HMRC figures show some signs of cooling in NI housing market

Aside from 2020, last month was the quietest August for the north's housing market since 2017.

THERE are some signs that home sales in the north are beginning to slow amid the cost of living crisis.

New figures released by HM Revenue and Customs show 2,480 residential properties were sold in Northern Ireland during August 2022.

While that marked a slight increase on the 2,270 from July, outside of the lockdown restrictions of the summer of 2020, it marked the slowest August since 2017.

Year-on-year, house sales in August were 11 per cent down on 2021.

HMRC's figures were published on Wednesday as The Times in London reported the UK Government is preparing to announce a cut in stamp duty on Friday.

The north's housing market was significantly boosted during 2020 and 2021 by the temporary stamp duty holiday introduced by the UK Government for England and Northern Ireland as part of its Covid recovery measures.

The final month of the stamp duty break saw a flurry of activity in Northern Ireland, with 3,970 homes sold during September 2021, which made it the busiest month for the housing market here since June 2007.

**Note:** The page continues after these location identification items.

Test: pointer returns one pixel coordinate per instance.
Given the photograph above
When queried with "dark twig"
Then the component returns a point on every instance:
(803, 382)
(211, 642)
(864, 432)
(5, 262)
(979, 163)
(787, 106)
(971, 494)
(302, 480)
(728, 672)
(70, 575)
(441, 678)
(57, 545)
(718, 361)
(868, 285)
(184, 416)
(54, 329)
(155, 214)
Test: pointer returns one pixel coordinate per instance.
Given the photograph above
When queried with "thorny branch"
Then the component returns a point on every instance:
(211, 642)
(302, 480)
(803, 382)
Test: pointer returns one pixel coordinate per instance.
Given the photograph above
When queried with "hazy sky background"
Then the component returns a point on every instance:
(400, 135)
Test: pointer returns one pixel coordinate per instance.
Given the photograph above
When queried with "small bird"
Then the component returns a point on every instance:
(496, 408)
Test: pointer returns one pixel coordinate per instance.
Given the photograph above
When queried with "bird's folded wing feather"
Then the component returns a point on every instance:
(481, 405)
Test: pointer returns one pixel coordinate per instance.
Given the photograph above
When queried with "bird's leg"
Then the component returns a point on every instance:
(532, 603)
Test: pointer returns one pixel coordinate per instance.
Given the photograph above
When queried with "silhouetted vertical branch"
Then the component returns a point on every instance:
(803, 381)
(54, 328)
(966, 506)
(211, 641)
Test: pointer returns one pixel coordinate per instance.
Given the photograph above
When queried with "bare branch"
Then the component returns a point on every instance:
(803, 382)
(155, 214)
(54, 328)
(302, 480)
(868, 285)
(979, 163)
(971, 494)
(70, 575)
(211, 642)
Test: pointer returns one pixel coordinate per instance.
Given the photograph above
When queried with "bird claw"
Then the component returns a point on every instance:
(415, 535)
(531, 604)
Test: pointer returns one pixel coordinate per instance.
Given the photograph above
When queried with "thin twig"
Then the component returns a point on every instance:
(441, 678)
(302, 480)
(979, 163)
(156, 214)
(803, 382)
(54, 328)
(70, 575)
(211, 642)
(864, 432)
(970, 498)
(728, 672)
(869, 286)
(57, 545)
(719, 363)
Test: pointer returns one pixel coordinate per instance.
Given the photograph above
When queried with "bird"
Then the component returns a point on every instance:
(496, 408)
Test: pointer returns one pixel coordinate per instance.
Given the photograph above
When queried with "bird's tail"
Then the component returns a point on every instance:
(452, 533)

A potential cut to stamp duty could drive more sales. But constraints on supply means that could further accelerate house price inflation here.

The latest official figures released last month showed the average price of a home in the north has jumped by £30,000 since the start of the Covid-19 pandemic.

The Northern Ireland House Price Index for the second quarter of 2022 put the average house price for the April to June period at £169,063, the highest for 14 years and 5.3 times the annual gross full time salary.

Meanwhile, HMRC's data showed the north's commercial property sector performing at pre-Covid levels during August.

Some 250 non-residential deals were done last month. Although that left it among the quieter months of the year to date, the market during August 2022 was on par with sales during August 2019.